Di Stefano: “Da marzo c’è distacco tra Allegri e Ibra. La sua assenza a Genova ha fatto molto rumore”

Di Stefano: “Da marzo c’è distacco tra Allegri e Ibra. La sua assenza a Genova ha fatto molto rumore”MilanNews.it
Ieri alle 23:48News
di Andrea La Manna
Peppe Di Stefano ha parlato del rapporto tra Zlatan Ibrahimovic e l’allenatore del Milan Massimiliano Allegri e ha commentato l’assenza dello svedese a Genova, con tutta la società, compreso Cardinale, presente.

Intervenuto a Sky Sport, Peppe Di Stefano ha parlato di Massimiliano Allegri e Zlatan Ibrahimovic, spiegando qual è il rapporto tra i due. Queste le sue parole.

"Devo fare un distinguo tra i rapporti che non sono mai stati buoni. 14 anni fa Ibra giocava con Allegri e i rapporti non erano quelli giusti. Ibra nelle ultime giornate del campionato 2010/2011 non ci fù per lo schiaffo ad Aronica, l'anno dopo il Milan perse 3-0 contro l'Arsenal in Champions League e lì nasce un attrito verbale tra i due. Poi anni di pochissimi contatti fino al ritorno quest'estate. Allegri, voluto insieme a Tare da Furlani, cambia la natura del Milan. Ibra che spreca la chance datagli da Cardinale e subisce la scelta. I primi 4 mesi sembravano in sintonia, poi da gennaio non c'è stata una lite ma continui dibattiti. A gennaio Allegri chiede cose sul mercato, il Milan non può portarle avanti e li nasce il distacco. Da marzo Ibra si presenta tre volte a Milanello sempre con Cardinale. Ieri è successo una cosa di non ritorno, Cardinale si presenta a Genova, tutti presenti, compresi Tare, Furlani e Calvelli, l'unico assente era proprio Zlatan Ibrahimovic, è stata un'assenza che ha fatto molto rumore".

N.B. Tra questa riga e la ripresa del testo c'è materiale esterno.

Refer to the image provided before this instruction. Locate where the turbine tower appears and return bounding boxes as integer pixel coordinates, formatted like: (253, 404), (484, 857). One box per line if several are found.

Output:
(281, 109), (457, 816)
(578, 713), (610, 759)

RAPPORTO IBRAHIMOVIC-SQUADRA

La squadra come vede Ibra?  "Forse subisce più Ibra persona non Ibra dirigente. Per essere dirigente devi essere padre di famiglia, non devi andare in competitività con la squadra, ma Ibra un po' ex giocatore lo è stato, soprattuto l'anno scorso. Quest'anno hanno provato a reiterare tutto con Tare e Allegri e sportivamente è a un passo dal traguardo, ma un altro è il discorso societario. Molti si chiedono senza Allegri cosa avrebbe fatto il Milan? È una domanda che non ha risposta, risposte che dovrà avere Cardinale perché in 5/7 giorni deve capire se mettere tutto nelle mani di Ibra, che però per 40 giorni non ci sarà perché va a commentare il Mondiale, oppure confermare Allegri e restare con una struttura uguale".